You Can’t Outrun Debt by Spending More!

Very early in my career I was working in credit and lending. I went to meet with the regional VP to share some disturbing news: our delinquency rate was going up. This was not a surprise. We lacked standards and were trying to gain market share by making questionable decisions. What was surprising was my boss’s solution. He told me not to worry, that he had a plan. We were going to get more aggressive and add more loans to our book, which would drive down the delinquency rate.

While mathematically accurate, this approach was obviously problematic. We were losing real dollars today in the hope that future income would offset it, and we were doubling down on bad processes, expecting a different outcome.

As I look at AI implementations today, and the broader view of IT management, I’m seeing a similar strategy. Many teams are throwing whatever they can at the wall, hoping something sticks. This is problematic for many reasons. If we consider IT organizations’ capabilities and maturity levels, we can spread them across a typical bell curve. A few are at the top of their game, some are failing outright, and most are somewhere in the middle. The majority in the middle are good at some things and struggling with others. They likely have transformation initiatives underway, aiming to improve. All of these organizations are wrestling with AI.

It’s no secret that we are in an AI hype cycle. Anytime the business comes to you asking for a specific technology instead of helping to solve a business problem, that’s usually a sign the hype is in full swing. AI is dominating the conversation with CEOs, and pretty much everyone else, saying they’re using it in their personal lives and not only asking how AI can help but directing teams to “use AI first”. This pressure is pushing IT leaders, consultants, and individual contributors to chase quick wins, often without a solid foundation.

Historically, rapid technology adoption has created problems that may not be visible on day one but show up later in the form of cost overruns, increased cyber risk, poor data fidelity, and ultimately bad business decisions. After aggressive implementation cycles, teams often look up with the equivalent of a hangover from a long bender and try to figure out how to clean up the mess.

Now more than ever, sound implementation, architecture, and change management practices are needed. As IT leaders run headfirst into AI implementations, it’s time for a moment of self-reflection. Ask yourself, your team, and your business partners some hard questions. How confident are we in our ability to do this well? Look back at your history of new technology rollouts. Are there things you wish you’d done differently? Are you still cleaning up from the last big thing? Given the outsized potential that AI has for doing both good and harm, can you afford to approach it the same way you always have?

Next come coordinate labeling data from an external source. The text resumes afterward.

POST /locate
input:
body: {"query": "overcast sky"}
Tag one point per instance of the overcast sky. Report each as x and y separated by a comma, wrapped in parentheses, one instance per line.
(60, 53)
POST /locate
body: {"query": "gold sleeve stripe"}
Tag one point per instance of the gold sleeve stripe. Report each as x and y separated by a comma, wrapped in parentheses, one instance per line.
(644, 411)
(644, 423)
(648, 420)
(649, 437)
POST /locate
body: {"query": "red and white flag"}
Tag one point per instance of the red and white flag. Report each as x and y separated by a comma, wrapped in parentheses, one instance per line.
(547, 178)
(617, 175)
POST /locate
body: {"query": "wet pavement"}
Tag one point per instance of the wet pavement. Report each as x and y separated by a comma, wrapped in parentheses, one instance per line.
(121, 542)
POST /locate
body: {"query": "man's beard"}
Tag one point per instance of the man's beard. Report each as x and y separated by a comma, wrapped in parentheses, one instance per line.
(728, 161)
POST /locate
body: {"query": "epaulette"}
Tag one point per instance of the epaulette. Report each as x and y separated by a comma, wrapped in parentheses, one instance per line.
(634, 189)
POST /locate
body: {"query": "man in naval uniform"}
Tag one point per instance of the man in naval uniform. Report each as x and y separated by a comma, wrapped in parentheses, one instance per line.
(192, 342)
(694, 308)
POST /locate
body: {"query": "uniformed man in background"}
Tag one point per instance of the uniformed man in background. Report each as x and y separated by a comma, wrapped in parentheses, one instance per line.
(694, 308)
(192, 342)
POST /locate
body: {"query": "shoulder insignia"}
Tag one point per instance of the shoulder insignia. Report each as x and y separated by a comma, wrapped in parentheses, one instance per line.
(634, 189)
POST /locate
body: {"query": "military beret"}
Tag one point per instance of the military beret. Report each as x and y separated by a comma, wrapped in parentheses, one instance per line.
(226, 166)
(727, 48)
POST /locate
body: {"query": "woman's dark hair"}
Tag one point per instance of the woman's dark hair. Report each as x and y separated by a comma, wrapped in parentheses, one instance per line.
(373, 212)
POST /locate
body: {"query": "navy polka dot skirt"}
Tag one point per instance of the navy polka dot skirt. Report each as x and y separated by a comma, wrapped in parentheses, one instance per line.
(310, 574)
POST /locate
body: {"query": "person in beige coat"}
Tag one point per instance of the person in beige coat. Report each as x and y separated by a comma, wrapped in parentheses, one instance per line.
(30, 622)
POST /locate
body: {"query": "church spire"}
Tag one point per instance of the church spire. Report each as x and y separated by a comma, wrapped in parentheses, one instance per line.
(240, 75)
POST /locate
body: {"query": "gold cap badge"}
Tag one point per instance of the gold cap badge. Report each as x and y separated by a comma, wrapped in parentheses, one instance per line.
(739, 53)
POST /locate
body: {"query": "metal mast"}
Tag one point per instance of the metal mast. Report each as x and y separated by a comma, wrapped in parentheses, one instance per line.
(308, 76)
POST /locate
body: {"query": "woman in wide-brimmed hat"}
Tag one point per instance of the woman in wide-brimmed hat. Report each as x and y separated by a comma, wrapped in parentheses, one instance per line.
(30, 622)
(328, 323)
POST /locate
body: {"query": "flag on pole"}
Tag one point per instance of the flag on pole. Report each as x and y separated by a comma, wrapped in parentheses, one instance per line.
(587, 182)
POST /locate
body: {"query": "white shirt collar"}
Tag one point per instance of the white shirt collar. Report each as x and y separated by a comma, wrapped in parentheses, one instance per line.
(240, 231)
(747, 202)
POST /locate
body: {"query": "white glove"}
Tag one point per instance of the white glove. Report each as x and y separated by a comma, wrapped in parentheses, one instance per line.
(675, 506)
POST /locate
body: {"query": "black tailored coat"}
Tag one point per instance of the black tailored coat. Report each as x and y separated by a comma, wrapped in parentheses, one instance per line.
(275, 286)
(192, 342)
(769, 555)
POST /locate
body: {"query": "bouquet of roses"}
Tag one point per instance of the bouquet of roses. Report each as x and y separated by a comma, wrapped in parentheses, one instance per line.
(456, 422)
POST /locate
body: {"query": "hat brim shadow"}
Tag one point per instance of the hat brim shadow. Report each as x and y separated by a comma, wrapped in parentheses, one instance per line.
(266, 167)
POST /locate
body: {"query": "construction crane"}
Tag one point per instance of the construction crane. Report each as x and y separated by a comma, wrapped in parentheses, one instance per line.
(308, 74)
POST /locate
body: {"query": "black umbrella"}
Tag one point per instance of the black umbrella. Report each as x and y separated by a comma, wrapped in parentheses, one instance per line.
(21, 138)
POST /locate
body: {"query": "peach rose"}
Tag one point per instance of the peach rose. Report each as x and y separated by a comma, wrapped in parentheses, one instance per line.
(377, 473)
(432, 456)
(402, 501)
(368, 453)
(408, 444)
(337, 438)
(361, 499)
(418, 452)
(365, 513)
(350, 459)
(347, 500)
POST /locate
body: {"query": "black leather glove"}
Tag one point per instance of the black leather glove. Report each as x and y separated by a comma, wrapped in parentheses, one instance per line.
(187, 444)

Let’s look at this challenge through the lens of the four primary domains of Enterprise Architecture.


Business Architecture

How well is your technology mapped back to business capabilities? What is your business really good at, and where does it need to improve? What makes you different from your competitors?

Are your business processes well documented? Are they optimized?

Presumably this is one of the main areas where we expect AI to provide value and productivity. But is the plan just to throw AI at your current process and hope it works? Is the goal to replicate what a person does and reduce headcount? If the process is not efficient or well understood, can we realistically expect to hand it off to AI and be successful?


Data Architecture

How confident are you in your data? Is it accurate? Do you have traceability to your books of record? Who in the organization owns each key data element? How would you rate your metadata? Is your data sensitivity properly tagged? What about PPI and other regulated forms of data? Not to mention data access controls.

Data is the lifeblood of AI. When LLMs first emerged, I was already hearing from development teams that we needed to train the model on our data. We had barely scratched the surface of what it could do, and we were already looking to give it all of our data, the good, the bad, and the ugly, without a true understanding or appreciation for what we would be sharing.


Application Architecture

Grade your application portfolio. Do you have more applications than you need? Are your governance processes and architecture practices solid when building or acquiring new apps? Can you accurately tie application costs to the value they provide the business?

Application portfolio management is something many IT organizations struggle with. The introduction of AI-based applications, AI-generated code, and AI agents will only make portfolio management more complex. What is the plan to track and govern AI applications?


Technology Architecture

How would you rate your IT inventory today? Do you have a clear picture of all IT assets and how they interact? Any orphaned assets? Do you have a vendor strategy and a leadership endorsed 3-to-5-year roadmap that is tracked and governed?

New technology has a way of creeping in. Even the best-run IT shops struggle to keep up. With the surge in new tech adoption and more people in your organization experimenting with AI, how will you effectively manage and govern your growing technology footprint?


Now more than ever, the discipline and practice of Enterprise Architecture is essential. EA isn’t about saying no to innovation. It’s about making sure new technology is adopted in a way that actually supports the business using time tested frameworks and practices to ensure you stay in control.

AI is not a magic box or a shortcut to transformation. If your last major tech initiative left behind unfinished projects, bloated apps, or governance headaches, what makes this time different?

Instead of asking, “How can we use AI?”, reframe the question:

Given our current maturity and gaps in ‘X’, is there a focused, justifiable way to use AI to improve ‘Y’?

The hype will fade. The risks won’t. You can’t outrun your technical debt by throwing more technology at it, even if that technology is called AI.